Image of Nabila Mushtarin
Nabila Mushtarin
Nabila Mushtarin is a Ph.D. candidate at LSU whose research examines health communication, media effects, and social inequality. She uses critical cultural analysis to study how personal and media narratives influence health behaviors among Black women in the U.S. South, and also explores computational tools to analyze public perceptions and behaviors on social media.
Image of Lin Chen
Lin Chen
Lin is a recent PhD graduate from Hong Kong University of Science and Technology, and will soon be joining Northeastern University as a postdoctoral researcher. Driven by a fascination of human group behavior, her research spans across data science, urban science, and computational social science. She studies the segregation, accessibility, and inequality encoded in urban mobility, and how such patterns change in face of diverse shocks. She is also actively exploring the usage of large language models (and agents driven by them) in improving behavior research.

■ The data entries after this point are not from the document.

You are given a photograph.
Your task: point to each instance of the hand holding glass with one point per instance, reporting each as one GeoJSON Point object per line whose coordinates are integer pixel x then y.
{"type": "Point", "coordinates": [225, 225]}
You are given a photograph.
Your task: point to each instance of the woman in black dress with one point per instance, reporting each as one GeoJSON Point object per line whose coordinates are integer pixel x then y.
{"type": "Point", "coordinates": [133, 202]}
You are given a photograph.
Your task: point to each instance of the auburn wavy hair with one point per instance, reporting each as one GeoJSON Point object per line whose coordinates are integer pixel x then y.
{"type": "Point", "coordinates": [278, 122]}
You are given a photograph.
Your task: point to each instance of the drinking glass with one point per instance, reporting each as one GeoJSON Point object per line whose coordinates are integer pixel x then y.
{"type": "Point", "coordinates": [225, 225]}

Her work has been published in Nature Human Behaviour, KDD, ICWSM, and IJCAI.
Image of Soumyajit De
Soumyajit De
Soumyajit De is an M.A./Ph.D. student at UC Santa Barbara. His research explores how algorithms function within socio-technical systems, specifically focusing on their role in organizational processes such as recruitment, performance evaluation, and resource allocation. Specifically, he investigates the interactions between human actors, organizational structures, and algorithmic technologies, emphasizing that algorithms are not merely passive tools but active agents shaping and being shaped by organizational norms and human agency. Currently, he is working on auditing the ranking algorithms of gig-work platforms to see if they produce discriminatory outcomes in terms of race, gender, and ethnicity, similar to how humans rank the workers' profiles. He is also interested in evaluating the conditions where ranking algorithms exacerbate and mitigate such discrimination.
Image of Lei Cao
Lei Cao
Lei Cao is a PhD student in Communication at University of Southern California. Her research interests span the broad fields of computational social science, focusing on online communities, social media, and social networks. She is also interested in emerging technology and aims to develop theories and methods that explore social and information dynamics with these technologies.